Раскаты моего смеха сотрясли Небо и Землю. «Свети!» – приказал я испуганному солнцу, и оно в страхе застыло у моего плеча; и ветер дрожащей бьющейся мантией окутал меня с головы до ног. Нет, актер не копирует непроявленное, он вбирает в себя суть, сжимая ее в один пульсирующий комок – и Вселенная вздрогнула, увидев взметнувшуюся ввысь концентрированную, спрессованную и гневную Бездну Голодных глаз!… Где-то далеко внизу трясся в лихорадке покинутый кокон, сброшенная кожа, личинка, червь, великий и ничтожный режиссер по имени Мом. Он больше не был нужен, и я стоял с залом один на один, и сжавшаяся перед броском чудовищная волна уже готова была выплеснуться, разбиться на миллионы сверкающих брызг, миллионы долгожданных существований… Я не мог дольше держать ее, и, теряя сознание, я почувствовал, как исторгнутая Бездна неожиданно свернулась в черный ревущий водоворот, и кружась, умирая в его кипящей воронке, я видел бесконечно старое, оплавленное лицо Сарта, и не успел спросить у него, что же было не так в сегодняшнем бенефисе…
Возвращение было долгим и мучительным. Я продирался сквозь хлещущую по щекам вечность, мгновенья налипали на мое обожженное тело, я отдирал шелушащееся время вместе с кожей, и открывались пустоты, мутные провалы во мне, откуда светили звезды и доносился отчаянный крик бесконечности. Я затыкал уши, я не хотел ничего слышать, но звуки гнались за мной, они смыкали кольцо, и когда я понял, что зовут меня, – я вернулся. Я открыл глаза и попытался сесть. И сесть не удалось. Тогда я попробовал еще раз.
…Бесконечно больное, рыхлое солнце зависло над притихшей равниной, все медля скатиться за горизонт; алый фильтр наползал на линзу закатного прожектора, багряными отсветами заливая зубцы крепостных стен, заново окованные створки ворот, узкий полумесяц деревянных телег и нескончаемые ряды коленопреклоненных людей с опущенными головами…
А между мной и ними стоял Сарт. Великий зритель Сарт, променявший свою кричащую душу на бездонную пустоту, ненавидящий холодный свой разум, как умеет ненавидеть только бывший ученик великого палача, бывший великий мастер властных слов, бывший…
Кем еще был на своих дорогах Сарт?! – давно вычеркнувший себя из рода человеческого, но вставший впереди людей на пути Бездны Голодных глаз; и неизмеримая пустота, пропасть его потерянной души приняла в себя всю взбесившуюся сущность – всю, без остатка. Он был стар, Сарт. Он был измучен. В нем затихала Бездна. Он был великий зритель.
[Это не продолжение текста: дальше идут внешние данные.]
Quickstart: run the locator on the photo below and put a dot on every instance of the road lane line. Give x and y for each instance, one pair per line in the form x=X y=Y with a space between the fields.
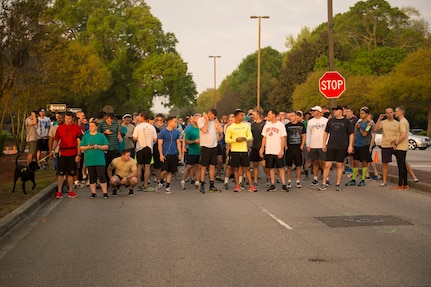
x=278 y=220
Рядом со мной зашевелился Мом. Он встал на четвереньки, упал и снова встал, упираясь головой в чье-то тело в доспехах. С третьей попытки ему удалось разогнуться, и он тут же принялся безуспешно стряхивать с себя землю и грязь. Затем Мом хрипло закашлялся и повернулся к Сарту.
– Я человек, Сарт? – спросил Мом.
– Да. Человек, – одними губами выдохнул Сарт, пристально глядя на свои дрожащие пальцы. Пальцы были морщинистые и распухшие в суставах.
– А ты?
– И я. Я был пуст. Теперь во мне Бездна.
– Она разорвет тебя, Сарт. Рано или поздно…
– Нет. Ты забыл, кто я. Она хотела получить существование – я дам его ей. Но – иное. И выпишу ее. И потом – умру. Наверное. Мом, тебе нравится название «Бездна Голодных глаз»?
– Не нравится, – сказал Мом. – Слишком длинно. Лучше просто – «Бездна». И эпиграф.
Сарт счастливо улыбнулся.
– Хватит спорить, – вмешался я, безуспешно пытаясь подняться. – Пора выходить на аплодисменты.